I didn’t see much of Richard for the first few days of our trip together. This was no vacation, after all. He had restaurants to look in on, recipes to research and a mini empire to run remotely. (I was kept busy with trips to markets, sweets shops and cooking classes.) But once we got to the Four Seasons in Punta Mita, where he has a restaurant called Bahia, he finally got to relax a little. Well, not quite. Here is how the next 36 hours or so unfolded:
Richard, in chef whites, meets the fishermen bringing in catch of the day on the beach. A family staying at the resort corners him with a million questions about the different species. He doesn’t seem surprised at how much two little girls are interested in a yellowfin tuna big enough to eat them. He also doesn’t seem worried at how much they’re poking it.
Armed with a couple pink snappers from the afternoon’s catch, the chef grills up some fish tacos for a small, informal cooking class. See the recipe. The secret? Chipotle mayo. The class doubles as lunch.
I’m taken to a private yacht owned by the Four Seasons and, upon boarding, I find Chef Sandoval already aboard, sipping tequila.
I too am now sipping tequila. Followed by Champagne. Followed by more tequila. This goes on for a couple hours as we munch carrot, celery and jicama sticks and sail the Riviera Nayarit. Someone aboard figures out how to plug an iPod into the boat’s sound system. More tequila ensues.
The yacht begins to pull in to dock. Richard asks if we should have one more round. I make the mistake of saying yes. The captain is instructed to take one more lap around the bay. And I’m instructed to drink more tequila. The rest is blurry.
My bags are packed and I’m ready to meet Richard and the rest of our group to leave for Guadalajara.
I discover that departure has been delayed a few hours so everyone can sleep off last night’s tequila.
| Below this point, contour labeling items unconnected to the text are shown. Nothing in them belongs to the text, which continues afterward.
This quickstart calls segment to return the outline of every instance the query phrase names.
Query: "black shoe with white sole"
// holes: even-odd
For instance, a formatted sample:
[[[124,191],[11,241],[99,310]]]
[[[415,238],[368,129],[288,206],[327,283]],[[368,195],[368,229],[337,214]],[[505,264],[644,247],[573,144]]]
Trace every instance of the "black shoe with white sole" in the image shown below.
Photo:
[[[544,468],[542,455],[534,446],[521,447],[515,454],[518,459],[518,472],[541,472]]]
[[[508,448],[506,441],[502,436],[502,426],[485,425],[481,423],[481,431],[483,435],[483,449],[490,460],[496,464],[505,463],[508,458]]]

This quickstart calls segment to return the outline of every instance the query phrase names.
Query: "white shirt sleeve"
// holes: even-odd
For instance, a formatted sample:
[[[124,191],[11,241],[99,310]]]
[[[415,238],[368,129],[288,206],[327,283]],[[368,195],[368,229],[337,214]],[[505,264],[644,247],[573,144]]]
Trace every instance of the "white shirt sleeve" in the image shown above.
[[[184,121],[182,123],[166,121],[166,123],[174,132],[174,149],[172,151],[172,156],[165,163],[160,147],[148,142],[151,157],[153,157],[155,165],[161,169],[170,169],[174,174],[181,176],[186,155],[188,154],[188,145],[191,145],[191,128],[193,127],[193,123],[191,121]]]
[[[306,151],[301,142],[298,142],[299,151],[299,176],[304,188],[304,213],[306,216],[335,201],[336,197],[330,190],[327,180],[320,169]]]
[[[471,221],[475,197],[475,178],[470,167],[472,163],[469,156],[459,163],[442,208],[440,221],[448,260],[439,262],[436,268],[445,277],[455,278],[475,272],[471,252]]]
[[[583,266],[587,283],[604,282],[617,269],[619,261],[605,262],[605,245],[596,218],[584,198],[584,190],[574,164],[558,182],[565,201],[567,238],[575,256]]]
In the car driving toward Guadalajara. After passing the 10th or 11th roadside mercado, we pull over for green coconuts. We drain them quickly and get the meat inside sliced, salted, peppered and squeezed with lime to snack on. Richard has his first piece of noni, a prehistoric-looking fruit with super-sticky flesh that tastes of mango and bananas. It’s my first time having it, too.
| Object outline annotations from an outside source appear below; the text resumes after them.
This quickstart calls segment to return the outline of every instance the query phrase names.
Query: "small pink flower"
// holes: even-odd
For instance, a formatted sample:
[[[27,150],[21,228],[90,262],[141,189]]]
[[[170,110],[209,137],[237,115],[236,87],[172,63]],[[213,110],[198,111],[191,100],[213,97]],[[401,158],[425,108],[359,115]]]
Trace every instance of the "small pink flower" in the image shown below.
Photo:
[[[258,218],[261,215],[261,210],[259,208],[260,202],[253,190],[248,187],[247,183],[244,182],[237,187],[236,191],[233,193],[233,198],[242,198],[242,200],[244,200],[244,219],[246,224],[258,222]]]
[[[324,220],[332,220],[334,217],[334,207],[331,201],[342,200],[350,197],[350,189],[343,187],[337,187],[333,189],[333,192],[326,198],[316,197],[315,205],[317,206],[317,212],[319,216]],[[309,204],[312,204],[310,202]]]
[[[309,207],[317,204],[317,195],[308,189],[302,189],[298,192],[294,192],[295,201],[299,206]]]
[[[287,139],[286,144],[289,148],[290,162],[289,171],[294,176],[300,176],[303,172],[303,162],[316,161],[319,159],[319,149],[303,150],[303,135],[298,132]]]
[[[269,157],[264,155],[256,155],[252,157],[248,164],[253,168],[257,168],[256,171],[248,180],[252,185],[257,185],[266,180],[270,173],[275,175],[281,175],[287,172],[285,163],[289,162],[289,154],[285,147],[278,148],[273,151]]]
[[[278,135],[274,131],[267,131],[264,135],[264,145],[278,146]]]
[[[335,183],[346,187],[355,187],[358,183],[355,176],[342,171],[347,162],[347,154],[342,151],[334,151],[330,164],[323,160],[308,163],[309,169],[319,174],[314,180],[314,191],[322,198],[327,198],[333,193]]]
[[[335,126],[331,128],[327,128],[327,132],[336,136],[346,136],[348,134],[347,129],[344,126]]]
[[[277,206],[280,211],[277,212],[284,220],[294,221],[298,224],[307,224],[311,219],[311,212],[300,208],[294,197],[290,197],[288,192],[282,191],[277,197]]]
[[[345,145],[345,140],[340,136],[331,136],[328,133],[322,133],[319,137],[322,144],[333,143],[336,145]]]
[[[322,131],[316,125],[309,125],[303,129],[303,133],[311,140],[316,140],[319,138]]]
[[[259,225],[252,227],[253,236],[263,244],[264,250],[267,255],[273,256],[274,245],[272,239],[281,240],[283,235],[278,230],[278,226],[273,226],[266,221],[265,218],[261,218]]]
Still driving. I’m napping, while Richard is on the phone discussing a soon-to-open restaurant back in the States. He’s giving exacting plating directions for shrimp cocktail. There’s a way to keep a shrimp from flopping over, apparently. I doze.
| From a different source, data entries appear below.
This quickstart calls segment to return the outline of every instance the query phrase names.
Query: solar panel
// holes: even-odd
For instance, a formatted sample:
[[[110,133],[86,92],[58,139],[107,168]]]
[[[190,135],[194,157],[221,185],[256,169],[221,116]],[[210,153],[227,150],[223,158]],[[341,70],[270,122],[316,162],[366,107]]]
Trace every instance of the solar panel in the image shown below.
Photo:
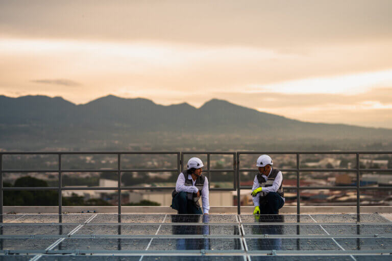
[[[252,250],[340,250],[331,239],[246,238],[248,248]]]
[[[0,255],[0,261],[27,261],[33,257],[29,255]]]
[[[66,234],[76,228],[76,225],[5,225],[2,234],[59,235]]]
[[[61,255],[43,255],[39,259],[40,261],[82,261],[83,260],[94,261],[139,261],[141,256],[97,256],[97,255],[79,255],[79,256],[61,256]]]
[[[162,226],[157,234],[239,235],[240,232],[238,225],[174,225]]]
[[[391,238],[337,238],[335,240],[346,250],[387,250],[389,251],[392,250]]]
[[[10,216],[15,216],[12,219]],[[83,223],[92,216],[92,214],[63,214],[62,223]],[[58,223],[59,215],[57,214],[26,214],[24,215],[5,215],[7,222],[17,223]],[[6,221],[4,221],[6,223]]]
[[[0,261],[6,256],[11,260],[35,256],[35,260],[51,261],[278,261],[283,257],[288,261],[354,261],[350,255],[353,251],[361,254],[355,256],[356,261],[383,261],[381,255],[363,254],[392,249],[392,223],[378,214],[78,213],[62,215],[61,223],[56,214],[3,218]],[[274,250],[277,255],[261,254]],[[304,256],[303,251],[313,254]],[[253,254],[248,256],[248,252]],[[283,253],[286,255],[280,255]]]
[[[97,214],[90,223],[162,223],[165,216],[150,214]]]
[[[69,238],[59,244],[56,250],[144,250],[150,239]]]
[[[390,223],[379,214],[312,214],[311,216],[316,222],[320,223]]]
[[[165,220],[166,223],[238,223],[235,215],[169,215]]]
[[[240,215],[242,223],[314,223],[308,215]]]
[[[155,235],[159,225],[88,224],[83,226],[76,234],[85,235]]]
[[[233,238],[155,238],[151,250],[238,250],[242,249],[240,239]]]
[[[1,259],[0,259],[1,260]],[[16,260],[16,259],[15,259]],[[28,259],[21,259],[28,260]],[[40,259],[41,261],[80,261],[82,260],[94,260],[96,261],[244,261],[243,256],[184,256],[172,255],[140,255],[136,256],[42,256]]]
[[[392,234],[392,224],[323,225],[323,227],[331,234]]]
[[[1,238],[0,249],[2,250],[36,250],[45,249],[57,241],[56,239],[12,239]]]
[[[349,255],[251,255],[250,259],[251,261],[354,261]]]
[[[326,235],[318,225],[243,225],[247,234]]]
Still on the road, passing billboards advertising presidential candidates. Richard knows the favored man; he’s an old school chum. I ask him whom he will vote for in the next election. He says he won’t.
Dozing again when we arrive at Casa Herradura, a tequila distillery just outside Guadalajara. More tequila, but also a primer on how it’s made. Richard tells me he likes to take his chefs here. He believes that only by taking them to Mexico to see how the food – and drink – is made can they truly understand his cuisine.
In Guadalajara and it’s time to eat again. We’re at Latina, a funky little spot painted in bright reds and blues with rows of decorative pigs on the walls and live music, the kitchen sends out plates and doesn’t stop until we can’t muster another bite. A standout is a fried fish taco with a thin slice of jicama as the tortilla. Richard has a similar dish: a Peking duck taco with a thin slice of daikon radish as the tortilla.
It becomes clear why Richard Sandoval keeps coming to Mexico. It’s not just his home; these trips are recipe recon missions. It’s where he gets his inspiration. And you can’t build an empire without it.